Patients with Obesity Caused by Melanocortin-4 Receptor Mutations Can Be Treated with a Glucagon-like Peptide-1 Receptor Agonist

Abstract

Pathogenic mutations in the appetite-regulating melanocortin-4 receptor (MC4R) represent the most common cause of monogenic obesity with limited treatment options. Glucagon-like peptide-1 receptor agonists (GLP-1 RAs) cause weight loss by reducing appetite. We assessed the effect of the GLP-1 RA liraglutide 3.0mg for 16weeks in 14 obese individuals with pathogenic MC4R mutations (BMI 37.5± 6.8) and 28 matched control participants without MC4R mutation (BMI 36.8± 4.8). Liraglutide decreased body weight by 6.8kg ± 1.8kg in individuals with pathogenic MC4R mutations and by 6.1kg ± 1.2kg in control participants.
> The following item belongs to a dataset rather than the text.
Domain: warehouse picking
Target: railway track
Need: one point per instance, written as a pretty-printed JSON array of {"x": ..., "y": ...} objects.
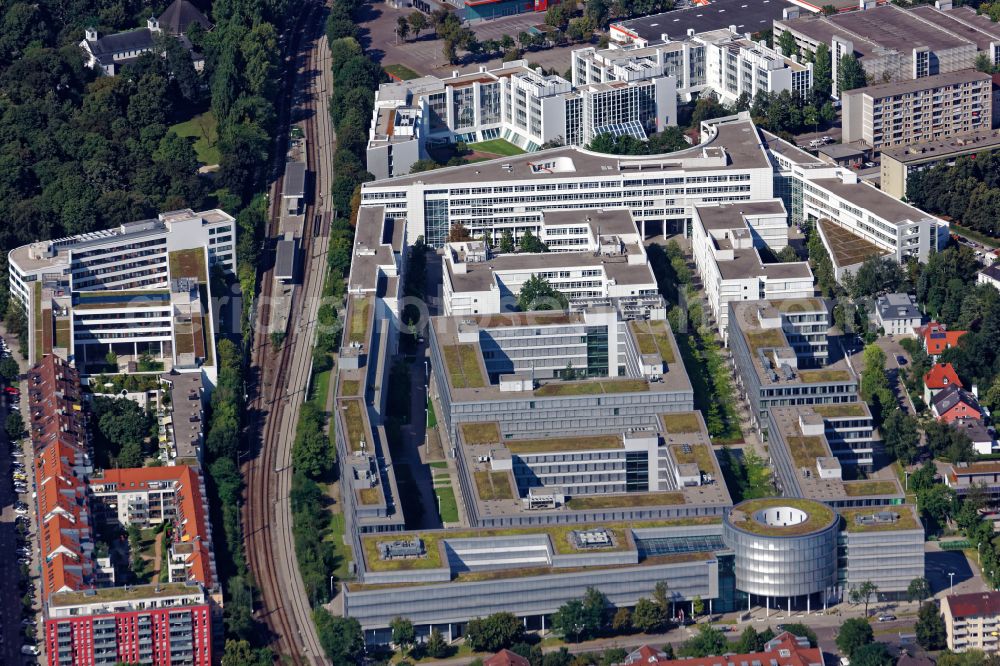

Total body fat, waist circumference, and fasting and postprandial glucose concentrations similarly decreased in both groups. Thus, liraglutide induced an equal, clinically significant weight loss of 6% in both groups, indicating that the appetite-reducing effect of liraglutide is preserved in MC4R causal obesity and that liraglutide acts independently of the MC4R pathway. Thus, liraglutide could be an effective treatment of the most common form of monogenic obesity.